自分の話がブレる。 4社に4回志望動機を話していると、相手の反応に合わせて内容が微妙に変わっていく。軸がぶれた状態で面接に入ると、深掘りで崩れます。
逆に、複数登録が明確に効く場面もあります。ひとつは職務経歴書のブラッシュアップ。同じ書類を複数の担当者に見せて「気になるところを指摘してください」と言うと、指摘が重なる箇所と分かれる箇所が出てくる。重なるところが確実な弱点なので、そこから直します。もうひとつは同じ企業の情報を別ルートで照合すること。特化型の担当者から聞いた「開発チームは10人でレビュー文化がある」を、Greenでその会社の担当者に直接確かめる。一致すれば信頼できるし、ずれていれば理由を面接で聞けます。
それと、担当者は選び直していい。相性の悪い担当者と付き合い続けるのは、選択肢を1つ潰しているのと同じです。
年収を上げる交渉の実務
エンジニア転職はレンジが広く、同じスキルでも会社によって数百万円変わります。だから交渉の巧拙が結果に直結する。押さえるのは5点です。
1. 現年収は「総額」ではなく内訳で伝える。 基準給、賞与(実績と支給月数)、みなし残業の有無と時間、各種手当。分解して渡せば「賞与比率が低いので月額ベースだと実質はもっと上」という説明が企業側にできます。総額だけ伝えると、その数字が天井になる。

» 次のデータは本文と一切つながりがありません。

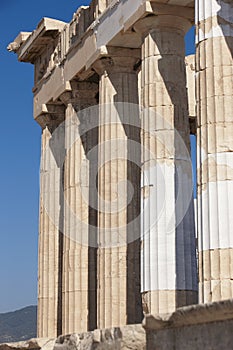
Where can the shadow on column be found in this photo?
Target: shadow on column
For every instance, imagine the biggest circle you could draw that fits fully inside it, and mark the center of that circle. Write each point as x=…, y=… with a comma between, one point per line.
x=129, y=115
x=57, y=146
x=89, y=140
x=226, y=22
x=171, y=66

2. 希望年収は根拠とセットで。 「今より100万上げたい」ではなく「同職種・同規模のレンジがこの水準で、自分は担当範囲がここまで広い」と組み立てる。Findyの年収予測やスカウトの提示レンジが根拠に使えます。
3. 交渉が動くのは内定「前」。 オファーレターが出た後の金額はほぼ動きません。条件のすり合わせは最終面接の前後、意向確認のタイミングで起きています。
4. 現年収は盛らない。 源泉徴収票の提出を求められる会社は珍しくない。数字が食い違えば、条件の再提示どころか内定自体が危うくなります。
5. エージェントの利害は基本的に一致している。 報酬が年収×30〜35%である以上、あなたの年収が上がれば取り分も増える。交渉は積極的に頼っていい。ただし「決めてほしい」圧も同じ構造から生まれます。僕もJACリクルートメントで承諾を迷っていたとき、カフェまで来て押し込まれました。担当者自体はとても良かったのですが、あの局面だけは自分で時間を取るべきだった。
年収800万円を超えたあたりから、エージェントの顔ぶれも扱いも変わります。その水準の話は年収1000万超えたら転職エージェントが変わるに書きました。
まとめ
- ▸41社の比較表で選べないのは、軸ではなく在庫が並んでいるから
- ▸特化型と総合型の違いは、詳しさの程度ではなく組織の切り方と、非公開求人が非公開になる理由
- ▸特化型は経験者の条件アップに強く未経験には薄い(レバテックの「実務経験が浅い方OK」は0.6%)。総合型はエリアと職種変更に強く、技術要件の解像度では劣る
- ▸スカウト型は転職する気がなくても、市場価値の計測装置として使える
- ▸登録は3〜4社まで。応募先の一覧は自分で管理する
- ▸どのサービスを選ぶかより、面談に何を持っていくかのほうが結果を変える
最後の一行が、5回転職して一番強く思っていることです。僕は1回目の転職で職務経歴書を作らずにエージェントへ行って、その代償を払いました。登録は5分で終わりますが、面談までの数日で書類をどこまで仕上げられるかが、そのあとの数ヶ月を決めます。